A peine un an après la sortie (couronnée de succès) d’ «Une Etrange Affaire», Pierre Granier-Deferre s’attaque à une nouvelle adaptation d’un roman de Jean-Marc-Roberts - «L’Ami de Vincent». Un projet initié par le producteur Alain Sarde, qui a failli pourtant ne jamais voir le jour. Le cinéaste vit à cette époque, un drame terrible. Il vient en effet de perdre sa femme et très atteint, a décidé de mettre sa carrière entre parenthèses.
Mais grâce à la force de persuasion de son ami Roberts et de son complice scénariste Christopher Frank, Granier-Deferre accepte finalement de faire le film.
L’écriture du scénario s’avèrera plus difficile que prévue, «affectée» par la mélancolie du réalisateur. C’est tout d’abord Michel Piccoli qui devait former le duo d’amis avec Philippe Noiret mais devant les réticences de la production, Granier-Deferre se tourna finalement vers Rochefort. Un choix somme toute logique car l’acteur entretient déjà de forts liens d’amitié avec Noiret.
Granier-Deferre le dira lui-même, il effectuera les prises de vues dans un état presque second, toujours très touché par la disparition de sa compagne. Il admettra également être plus intéressé par les nombreux personnages qui traversent le film que par son histoire qu’il ne l’inspire finalement, pas plus que cela. Pourtant, ce retour dans le passé d’un homme à priori ordinaire, n’est pas sans intérêt. Une plongée qui se fait grâce à une succession de rencontres entre cet ami, interprété avec beaucoup de finesse par un excellent Noiret, et toutes les femmes qui ont traversé la vie de son ami (Toujours impeccable Rochefort). Peu à peu, cet ami (et nous avec) va découvrir le côté sordide de cet homme qu’il croit connaitre, séducteur abjecte, capable des pires horreurs.

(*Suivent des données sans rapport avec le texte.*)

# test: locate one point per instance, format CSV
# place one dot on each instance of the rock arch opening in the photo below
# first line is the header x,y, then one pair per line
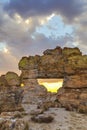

Une certaine tristesse traverse ce film. De toute évidence, Granier-Deferre filme au travers cette superbe galerie de personnages, sa propre dépression.
Dommage que cette histoire tourne finalement un peu en eau de boudin, s’achevant un peu n’importe comment. On a du mal également à comprendre ce que ressent réellement cet ami. Incompréhension ? Dégout ? Ou simple déception ? On ne le saura finalement jamais.
«L’Ami de Vincent» reste malgré cela un superbe film d’acteurs et d’actrices (mention spéciale à Françoise Fabian, Marie Dubois, Jane Birkin et Anna Karina) magnifiquement filmées par Granier-Deferre.